Why I disagree with Andrew Gelman’s critique of my paper about the rate of false discoveries in the medical literature

Jeff Leek

With a colleague, I wrote a paper titled, “Empirical estimates suggest most published medical research is true”  which we quietly posted to ArXiv a few days ago. I posted to the ArXiv in the interest of open science and because we didn’t want to delay the dissemination of our approach during the long review process. I didn’t email anyone about the paper or talk to anyone about it, except my friends here locally.

I underestimated the internet. Yesterday, the paper was covered in this piece on the MIT Tech review. That exposure was enough for the paper to appear in a few different outlets. I’m totally comfortable with the paper, but was not anticipating all of the attention so quickly.

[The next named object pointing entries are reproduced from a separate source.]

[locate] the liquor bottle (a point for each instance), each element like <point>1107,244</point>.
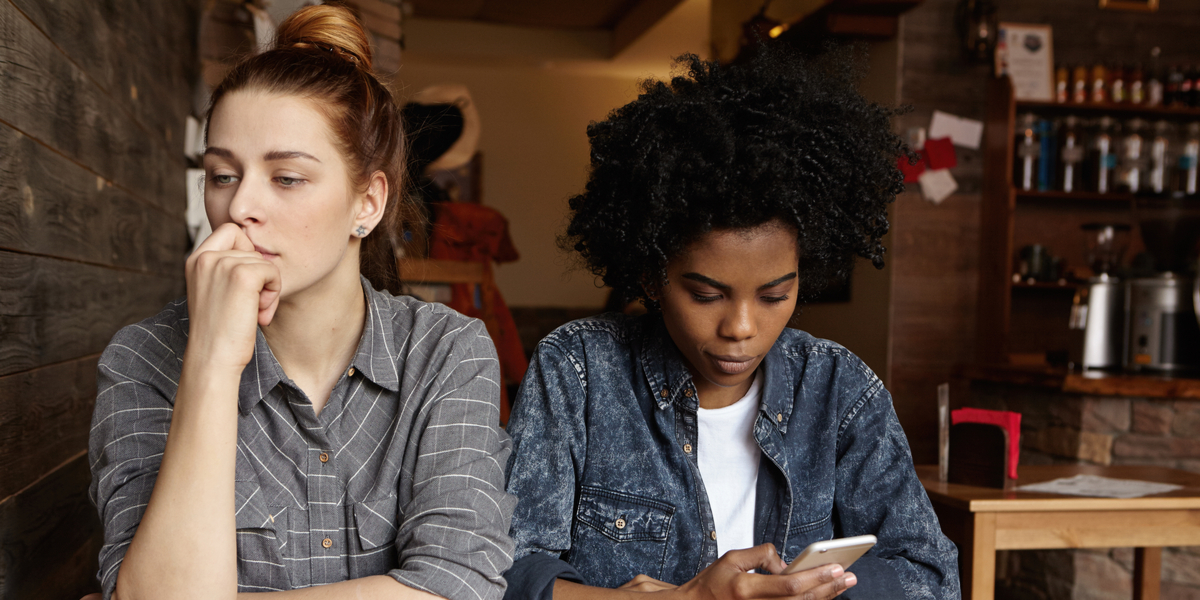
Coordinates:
<point>1029,149</point>
<point>1127,177</point>
<point>1099,84</point>
<point>1159,149</point>
<point>1189,156</point>
<point>1155,85</point>
<point>1079,85</point>
<point>1116,84</point>
<point>1071,155</point>
<point>1137,84</point>
<point>1174,82</point>
<point>1061,84</point>
<point>1102,159</point>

In particular, I was a little surprised to see it appear on Andrew Gelman’s blog with the disheartening title, “I don’t believe the paper, “Empirical estimates suggest most published medical research is true.” That is, most published medical research may well be true, but I’m not at all convinced by the analysis being used to support this claim.” I responded briefly this morning to his post, but then had to run off to teach class. After thinking about it a little more, I realized I have some objections to his critique.

His main criticisms of our paper are: (1) with type I/type II errors instead of type S versus type M errors (paragraph 2), (2) that we didn’t look at replication, we performed inference (paragraph 4), (3) that there is p-value hacking going on (paragraph 4), and (4) he thinks that our model does not apply because p-value hacking my change the assumptions underlying this model in genomics.

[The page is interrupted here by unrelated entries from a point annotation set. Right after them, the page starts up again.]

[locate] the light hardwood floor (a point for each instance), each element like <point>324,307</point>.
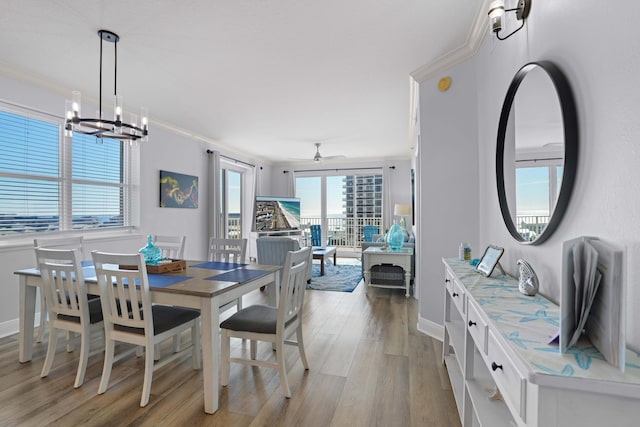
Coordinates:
<point>369,366</point>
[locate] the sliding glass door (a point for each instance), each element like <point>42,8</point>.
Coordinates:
<point>341,204</point>
<point>231,202</point>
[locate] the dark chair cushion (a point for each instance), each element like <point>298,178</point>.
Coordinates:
<point>164,318</point>
<point>255,318</point>
<point>95,313</point>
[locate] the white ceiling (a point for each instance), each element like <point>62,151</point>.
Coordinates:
<point>264,77</point>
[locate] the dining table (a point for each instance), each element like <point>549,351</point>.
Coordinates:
<point>203,285</point>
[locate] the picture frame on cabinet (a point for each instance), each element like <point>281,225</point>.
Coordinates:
<point>490,259</point>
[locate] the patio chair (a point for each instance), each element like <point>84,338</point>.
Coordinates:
<point>368,231</point>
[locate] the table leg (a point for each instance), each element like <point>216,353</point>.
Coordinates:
<point>407,281</point>
<point>27,316</point>
<point>210,341</point>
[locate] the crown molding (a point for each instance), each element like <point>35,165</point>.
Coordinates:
<point>468,49</point>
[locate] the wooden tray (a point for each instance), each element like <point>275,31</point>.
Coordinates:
<point>166,267</point>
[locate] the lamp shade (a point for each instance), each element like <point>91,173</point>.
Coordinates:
<point>402,210</point>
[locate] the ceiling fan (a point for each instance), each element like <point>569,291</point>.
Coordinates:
<point>319,157</point>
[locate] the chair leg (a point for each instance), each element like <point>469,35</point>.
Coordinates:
<point>84,357</point>
<point>69,342</point>
<point>51,351</point>
<point>43,317</point>
<point>224,359</point>
<point>303,355</point>
<point>282,369</point>
<point>148,374</point>
<point>176,343</point>
<point>196,352</point>
<point>253,349</point>
<point>109,348</point>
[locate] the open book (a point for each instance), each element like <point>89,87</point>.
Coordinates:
<point>592,298</point>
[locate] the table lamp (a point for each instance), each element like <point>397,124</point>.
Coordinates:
<point>402,211</point>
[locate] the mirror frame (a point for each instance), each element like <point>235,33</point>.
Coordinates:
<point>570,124</point>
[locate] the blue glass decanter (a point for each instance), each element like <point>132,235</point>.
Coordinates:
<point>151,253</point>
<point>395,237</point>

I will handle each of these individually:

  1. This is primarily semantics. Andrew is concerned with interesting/uninteresting with his Type S and Type M Errors. We are concerned with true/false positives as defined by type I and type II errors (and a null hypothesis). You might believe that the null is never true - but then by the standards of the original paper all published research is true. Or you might say that a non-null result might have an effect size too small to be interesting - but the framework being used here is hypothesis testing and we have stated how we defined a true positive in that framework explicitly.  We define the error rate by the rate of classifying thing as null when they should be classified as alternative and vice versa. We then estimate the false discovery rate, under the framework used to calculate those p-values. So this is not a criticism of our work with evidence, rather it is a stated difference of opinion about the philosophy of statistics not supported by conclusive data.

  2. Gelman says he originally thought we would follow up specific p-values to see if the results replicated and makes that a critique of our paper. That would definitely be another approach to the problem. Instead, we chose to perform statistical inference using justified and widely used statistical techniques. Others have taken the replication route, but of course that approach too would be fraught with difficulty - are the exact conditions replicable (e.g. for a clinical trial), can we sample from the same population (if it has changed or is hard to sample), and what do we mean by replicates (would two p-values less than 0.05 be convincing?). This again is not a criticism of our approach, but a statement of another, different analysis Gelman was wishing to see.

(3)-(4) Gelman states, “You don’t have to be Uri Simonsohn to know that there’s a lot of p-hacking going on.” Indeed Uri Samuelson wrote a paper where he talks about the potential for p-value hacking. He does not collect data from real experiments/analyses, but uses simulations, theoretical arguments, and prospective experiments designed to show specific problems. While these arguments are useful and informative, it gives no indication of the extent of p-value hacking in the medical literature. So this argument is made on the basis of a supposition by Gelman that this happens broadly, rather than on data.

My objection to his criticism is that his critiques are based primarily on philosophy (1), a wish that we had done the study a different way (2), and assumptions about the way science works with only anecdotal evidence (3-4).

One thing you could very reasonably argue is how sensitive our approach is to violations of our assumptions (which Gelman implied with criticisms 3-4). To address this,  my co-author and I have now performed a simulation analysis. In the first simulation, we considered a case where every p-value less than 0.05 was reported and the p-values were uniformly distributed, just as our assumptions would state. We then plot our estimates of the swfdr versus the truth. Here our estimator works pretty well.



We also simulate a pretty serious p-value hacking scenario where people report only the minimum p-value they observe out of 20 p-values. Here our assumption of uniformity is strongly violated. But we still get pretty accurate estimates of the swfdr for the range of values (14%) we report in our paper.


Since I recognize this is only a couple of simulations, I have also put the code up on Github with the rest of our code for the paper so other people can test it out.

Whether you are convinced by Gelman, or convinced by my response, I agree with him that it is pretty unlikely that “most published research is false” so I’m glad our paper is at least bringing that important point up. I also hope that by introducing a new estimator of the science-wise fdr we inspire more methodological development and that philosophical criticisms won’t prevent people from looking at the data in new ways.